Woo Hyeon : hal yang di dengar anak-anak lain, akhirnya saya sekarang mendengarnya
Guru etika terlihat kaku “aku hanya penasaran, maafkan aku” Woo Hyeon senang mendengar kekhawatiran mamanya.
Woo Hyeon : saya rasa anda tak perlu megkhawatirkan lagi Seong Yeol karena dia sudah kembali seperti dulu.
Selama ini guru etik berusaha merawat Seong Yeol tapi dia tidak memberikan hatiku padanya krena sebab itulah guru etika merasa bersalah apda Seong Yeol.
Guru etika : dan kamu, aku hanya memberikan hatiku tanpa mempedulikanmu, itu sebanya kau menyesal, terima kasih banyak Woo Hyeon sudah tumbuh dewasa.
Woo Hyeon : anda akan menginginkanku hidup dengan sebaik-baiknya itu sebabnya say tak punya pilihan.
Sebelum pergi ke kamar Woo Hyeon meminta guru etika untuk pergi bersama, guru etika senang sekarang putranya mau pergi bersama.


Seong Yeol menanyakan gimana bermainnya tadi, Seul Bi sangat senang karena Woo Hyeon dan Seong Yeol kembali seperti dulu, Seong Yeol merasa sukses membuat Seul BI senang, Seul Bi pun mengagumi hasil kerja kerasnya yang membuat mereka sangat bahagia.
Seong Yeol : jadi aku seperti apa?
Seul Bi : kamu suka berpayung dikala hujan, berteduh dibawah pohon rindang saat hari cerah.

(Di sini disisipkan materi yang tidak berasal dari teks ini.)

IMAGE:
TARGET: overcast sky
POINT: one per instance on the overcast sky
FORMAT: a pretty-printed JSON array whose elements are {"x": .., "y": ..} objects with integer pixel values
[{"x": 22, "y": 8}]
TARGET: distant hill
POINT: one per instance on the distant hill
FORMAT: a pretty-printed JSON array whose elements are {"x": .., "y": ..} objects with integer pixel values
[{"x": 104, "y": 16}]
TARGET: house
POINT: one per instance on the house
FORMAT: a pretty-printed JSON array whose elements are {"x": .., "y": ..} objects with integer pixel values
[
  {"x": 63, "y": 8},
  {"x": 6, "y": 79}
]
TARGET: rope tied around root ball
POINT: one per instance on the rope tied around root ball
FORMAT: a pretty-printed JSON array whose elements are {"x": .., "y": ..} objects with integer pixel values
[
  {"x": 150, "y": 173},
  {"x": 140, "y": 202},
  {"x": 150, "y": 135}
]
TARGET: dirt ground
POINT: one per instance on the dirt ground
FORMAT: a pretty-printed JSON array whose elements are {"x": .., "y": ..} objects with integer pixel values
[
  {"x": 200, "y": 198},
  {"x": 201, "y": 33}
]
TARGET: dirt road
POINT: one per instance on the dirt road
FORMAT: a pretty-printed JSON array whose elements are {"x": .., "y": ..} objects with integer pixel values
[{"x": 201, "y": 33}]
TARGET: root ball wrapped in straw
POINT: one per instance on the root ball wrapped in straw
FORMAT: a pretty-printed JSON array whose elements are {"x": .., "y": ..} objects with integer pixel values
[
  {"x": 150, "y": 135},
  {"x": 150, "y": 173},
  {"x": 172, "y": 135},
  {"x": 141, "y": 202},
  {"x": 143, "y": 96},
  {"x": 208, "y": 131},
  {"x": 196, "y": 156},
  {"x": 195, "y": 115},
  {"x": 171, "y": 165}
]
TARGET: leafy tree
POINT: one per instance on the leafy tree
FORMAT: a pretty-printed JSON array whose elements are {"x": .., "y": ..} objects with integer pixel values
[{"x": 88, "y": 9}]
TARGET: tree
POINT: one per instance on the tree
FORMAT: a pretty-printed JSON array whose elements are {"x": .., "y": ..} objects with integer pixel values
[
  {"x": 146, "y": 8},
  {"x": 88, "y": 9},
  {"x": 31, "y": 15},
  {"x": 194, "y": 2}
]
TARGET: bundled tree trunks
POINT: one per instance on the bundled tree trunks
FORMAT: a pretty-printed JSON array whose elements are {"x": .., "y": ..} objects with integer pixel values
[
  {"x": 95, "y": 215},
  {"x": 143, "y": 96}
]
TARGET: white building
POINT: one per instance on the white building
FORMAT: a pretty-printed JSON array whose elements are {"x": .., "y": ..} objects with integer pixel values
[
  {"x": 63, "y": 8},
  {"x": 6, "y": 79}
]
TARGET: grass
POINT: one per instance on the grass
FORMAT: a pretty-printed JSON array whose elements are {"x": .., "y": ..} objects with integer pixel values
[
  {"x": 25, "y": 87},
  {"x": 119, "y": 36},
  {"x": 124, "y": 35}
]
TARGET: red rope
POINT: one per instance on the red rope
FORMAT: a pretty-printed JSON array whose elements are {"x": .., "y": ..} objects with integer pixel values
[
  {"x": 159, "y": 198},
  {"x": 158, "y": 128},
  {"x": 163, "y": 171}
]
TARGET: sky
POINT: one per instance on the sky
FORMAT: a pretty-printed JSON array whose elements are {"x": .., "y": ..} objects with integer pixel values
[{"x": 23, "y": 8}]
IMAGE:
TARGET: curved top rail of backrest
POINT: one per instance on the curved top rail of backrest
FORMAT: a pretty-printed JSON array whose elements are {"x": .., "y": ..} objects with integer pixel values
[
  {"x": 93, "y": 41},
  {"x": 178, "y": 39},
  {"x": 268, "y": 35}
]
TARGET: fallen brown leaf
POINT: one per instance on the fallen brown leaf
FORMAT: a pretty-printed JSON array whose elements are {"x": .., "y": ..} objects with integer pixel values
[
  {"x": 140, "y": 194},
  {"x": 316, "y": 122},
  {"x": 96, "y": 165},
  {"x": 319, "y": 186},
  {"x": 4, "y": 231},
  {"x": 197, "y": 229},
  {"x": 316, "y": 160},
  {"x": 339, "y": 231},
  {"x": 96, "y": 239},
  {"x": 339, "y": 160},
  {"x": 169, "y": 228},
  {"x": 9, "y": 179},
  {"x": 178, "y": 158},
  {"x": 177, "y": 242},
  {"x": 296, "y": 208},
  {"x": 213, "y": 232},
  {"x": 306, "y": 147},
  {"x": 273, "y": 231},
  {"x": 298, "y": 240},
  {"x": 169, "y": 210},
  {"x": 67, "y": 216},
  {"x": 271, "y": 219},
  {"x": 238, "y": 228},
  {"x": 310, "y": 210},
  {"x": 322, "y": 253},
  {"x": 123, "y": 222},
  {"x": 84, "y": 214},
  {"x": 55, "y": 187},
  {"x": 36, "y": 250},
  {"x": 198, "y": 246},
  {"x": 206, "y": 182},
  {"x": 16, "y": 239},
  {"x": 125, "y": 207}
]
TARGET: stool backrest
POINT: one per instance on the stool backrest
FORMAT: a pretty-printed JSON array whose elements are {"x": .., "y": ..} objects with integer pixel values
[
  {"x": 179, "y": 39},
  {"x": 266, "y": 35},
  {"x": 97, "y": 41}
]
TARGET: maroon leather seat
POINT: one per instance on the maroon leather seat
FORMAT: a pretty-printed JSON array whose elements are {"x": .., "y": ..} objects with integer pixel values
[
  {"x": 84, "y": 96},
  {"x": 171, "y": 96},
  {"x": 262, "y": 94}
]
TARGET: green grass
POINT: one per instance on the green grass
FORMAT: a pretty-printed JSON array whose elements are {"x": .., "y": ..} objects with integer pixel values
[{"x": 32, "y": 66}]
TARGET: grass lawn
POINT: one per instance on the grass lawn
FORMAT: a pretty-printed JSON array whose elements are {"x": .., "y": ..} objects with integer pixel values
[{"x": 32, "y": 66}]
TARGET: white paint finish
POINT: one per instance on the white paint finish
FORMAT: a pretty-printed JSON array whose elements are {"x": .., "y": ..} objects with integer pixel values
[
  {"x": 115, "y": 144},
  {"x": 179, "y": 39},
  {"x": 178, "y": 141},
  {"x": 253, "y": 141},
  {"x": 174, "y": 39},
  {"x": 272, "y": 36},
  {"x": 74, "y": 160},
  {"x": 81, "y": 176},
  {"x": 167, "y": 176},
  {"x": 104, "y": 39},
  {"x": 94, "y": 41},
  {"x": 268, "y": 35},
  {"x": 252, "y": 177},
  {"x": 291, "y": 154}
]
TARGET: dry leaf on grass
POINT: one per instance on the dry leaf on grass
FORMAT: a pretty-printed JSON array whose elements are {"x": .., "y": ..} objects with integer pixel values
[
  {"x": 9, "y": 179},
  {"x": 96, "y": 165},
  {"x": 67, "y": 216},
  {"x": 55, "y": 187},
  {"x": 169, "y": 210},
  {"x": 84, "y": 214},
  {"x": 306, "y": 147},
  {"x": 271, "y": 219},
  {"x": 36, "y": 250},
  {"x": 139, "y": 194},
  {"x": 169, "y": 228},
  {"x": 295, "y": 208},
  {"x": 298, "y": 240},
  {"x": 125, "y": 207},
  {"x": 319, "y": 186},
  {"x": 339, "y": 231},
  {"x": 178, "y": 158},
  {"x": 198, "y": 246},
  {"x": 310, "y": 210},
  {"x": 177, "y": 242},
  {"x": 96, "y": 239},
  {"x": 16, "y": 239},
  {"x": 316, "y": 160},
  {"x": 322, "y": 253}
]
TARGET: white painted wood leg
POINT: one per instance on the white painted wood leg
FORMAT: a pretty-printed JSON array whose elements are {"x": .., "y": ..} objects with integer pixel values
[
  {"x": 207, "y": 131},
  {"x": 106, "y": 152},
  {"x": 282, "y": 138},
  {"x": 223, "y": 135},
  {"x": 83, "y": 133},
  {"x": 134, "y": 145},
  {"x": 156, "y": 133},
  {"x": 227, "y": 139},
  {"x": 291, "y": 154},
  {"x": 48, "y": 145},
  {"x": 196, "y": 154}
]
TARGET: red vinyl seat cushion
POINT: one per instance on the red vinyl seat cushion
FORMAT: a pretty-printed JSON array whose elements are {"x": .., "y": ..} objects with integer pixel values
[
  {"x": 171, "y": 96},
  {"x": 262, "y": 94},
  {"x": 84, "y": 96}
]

Akmu seperti hembusan angin sejuk di hari yang panas.
Seong Yeol : aku seting sekali mengganggumu, kamu gak benci padaku?
Seul Bi : justru kamu yang sering menderita.
Karena Seul Bi berjalan mundur dia hampir terjatuh untung Seong Yeol menahannya, Seul Bi lupa mengatakan satu hal pada Seong Yeol “kamu selalu ada disaat ku jatuh, berkat kamu aku tidak terluka” Seul Bi merasa akan sempurna jika membuat papa Seong Yeol dan guru etika kemabli bersama, Seong yeol sangat senang dan bangga dengan apa yang Seul Bi inginkan.


Ketiaka Woo Hyeon sedang belajar Seul Bi mengirimkan foto yang tadi siang mereka ambil “Kang Sae-i benar-benar ganteng di foto ini” Woo Hyeon juga memuji Seul Bi dan baru menyadari aklau Seul Bi cantik (selama ini kemana Woo Hyeon ? haha) Woo Hyeon tidak suka melihat Seong Yeol karena tidak tersenyum “lebih bagus lagi kalau kau tersenyum Seong Yeol”
Seperti biasa jiak ada moment yang bagus dai selalu memberi tanda di kalendernya.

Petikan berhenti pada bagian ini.